DATING A MID-PLIOCENE AGGRADATIONAL EPISODE AND SUBSEQUENT RIVER INCISION IN THE SHENANDOAH VALLEY WITH COSMOGENIC 26AL AND 10BE

The Shenandoah Valley has played a pivotal role in the development of numerous geomorphological concepts, particularly the Hackian model of dynamic equilibrium. Hack stated that the area represented an equilibrium landscape, wherein all surfaces should be eroding continuously through time. One consequence of the constant erosion assumption is that all surficial deposits in the Shenandoah Valley should be relatively young, likely Pleistocene or younger in age.

Recent cosmogenic nuclide studies have demonstrated that the Shenandoah Valley is more geomorphologically complex than previously thought. Erosion rates derived from in-situ ¹⁰Be in bedrock and detrital sands along the South Fork of the Shenandoah River exhibit a potential dependence on lithology and slope, which may indicate that the Shenandoah area is not fully equilibrated. This apparent state of disequilibrium along the South Fork of the Shenandoah River may be in part due to the propagation of a knickpoint presently located at ~300 m asl near Lynnwood, VA.

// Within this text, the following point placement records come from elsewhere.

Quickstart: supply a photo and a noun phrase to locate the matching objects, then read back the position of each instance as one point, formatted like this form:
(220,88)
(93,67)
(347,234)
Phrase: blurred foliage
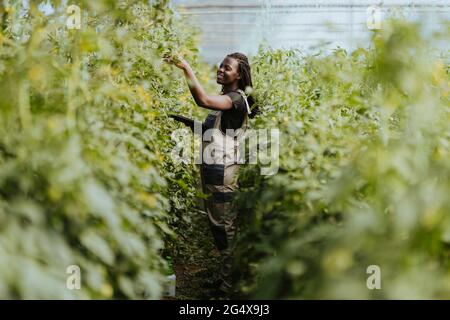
(364,173)
(85,176)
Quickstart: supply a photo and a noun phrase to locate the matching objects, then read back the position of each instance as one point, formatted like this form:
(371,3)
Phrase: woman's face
(228,71)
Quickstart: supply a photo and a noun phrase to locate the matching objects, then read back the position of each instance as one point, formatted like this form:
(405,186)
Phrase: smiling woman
(227,123)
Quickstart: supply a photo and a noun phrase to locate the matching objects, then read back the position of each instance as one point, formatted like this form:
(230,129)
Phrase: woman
(228,122)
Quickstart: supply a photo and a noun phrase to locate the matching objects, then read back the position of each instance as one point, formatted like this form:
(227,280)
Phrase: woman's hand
(177,61)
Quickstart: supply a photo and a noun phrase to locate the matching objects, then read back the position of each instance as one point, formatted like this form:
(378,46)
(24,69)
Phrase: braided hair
(246,78)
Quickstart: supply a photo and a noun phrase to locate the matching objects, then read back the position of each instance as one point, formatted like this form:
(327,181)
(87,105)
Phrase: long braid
(246,78)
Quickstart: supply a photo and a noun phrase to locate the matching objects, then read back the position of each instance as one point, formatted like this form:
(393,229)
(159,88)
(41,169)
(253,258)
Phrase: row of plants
(363,175)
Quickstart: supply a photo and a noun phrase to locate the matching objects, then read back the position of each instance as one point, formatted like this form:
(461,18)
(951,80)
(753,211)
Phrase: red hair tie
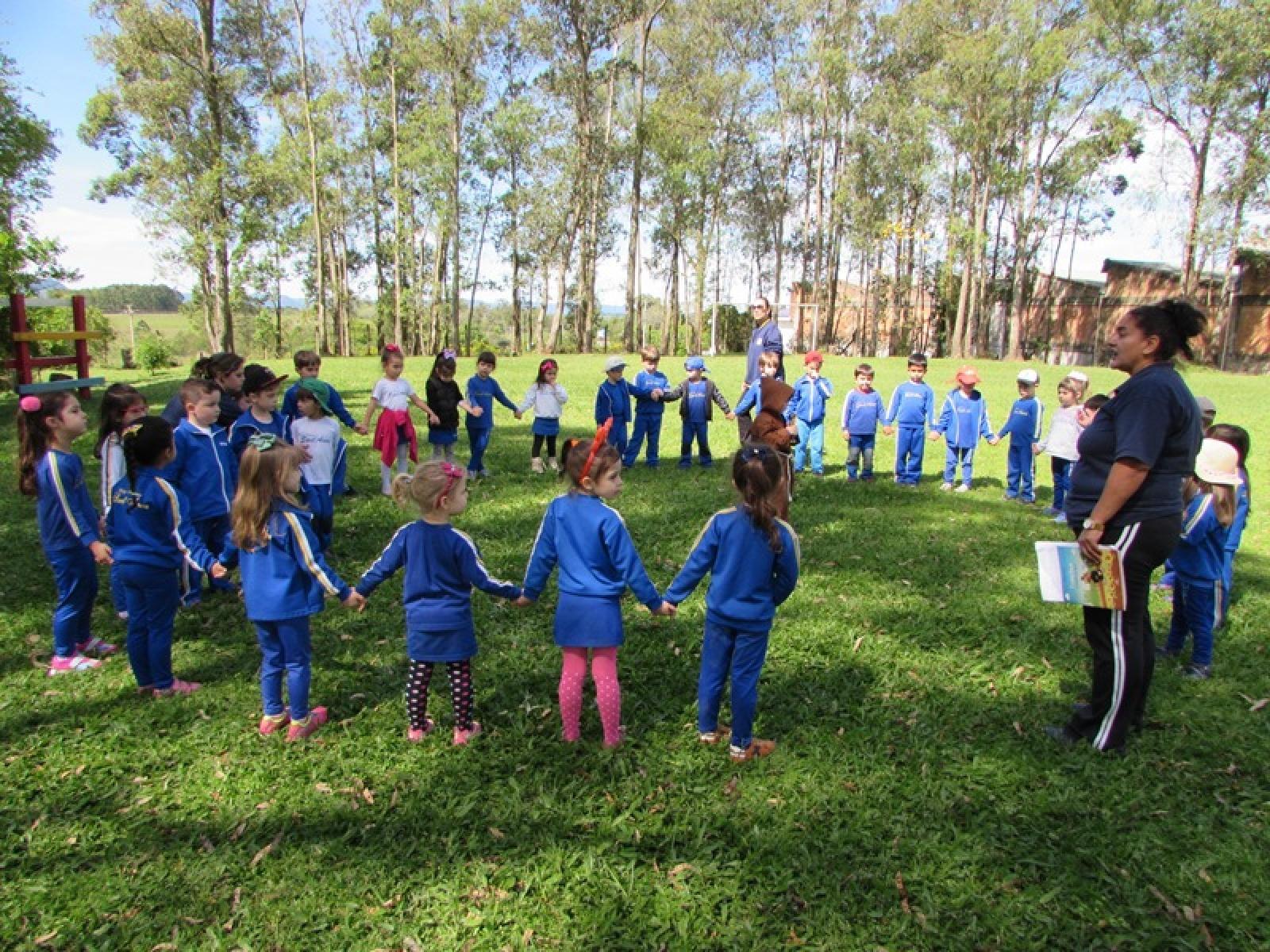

A corresponding knickpoint is not visible on the North Fork of the Shenandoah River, which exhibits a concave profile consistent with an equilibrated landscape. To test Hack’s hypotheses that (1) the North Fork watershed is equilibrated and (2) that the surficial deposits in such a landscape are constantly being deposited and eroded, we dated a fluvial terrace in the upper watershed of the North Fork near Timberville, VA. The terrace dated to 3.34 ± 0.15 My and yielded a paleoerosion rate of ~14 m/My. Given the terrace’s elevation of 10 m above river level, an average incision rate of 3 m/My since the Mid-Pliocene may be inferred. The age of the terrace coincides with that of a dissected gravel deposit 40 km to the southwest at Briery Branch, VA, which dated to 3.00 ± 0.37 My and also had a paleoerosion rate of ~14 m/My. These results demonstrate that even in apparently equilibrated landscapes, unconsolidated deposits may be preserved for millions of years. This concurs with recent ⁴⁰Ar/³⁹Ar measurements that revealed the preservation of supergene manganese oxide deposits dating through the Eocene in the Shenandoah Valley. Our results are consistent with a gradually incising landscape whose history is punctuated by brief aggradational events likely driven by fluctuations in climate and/or sea level.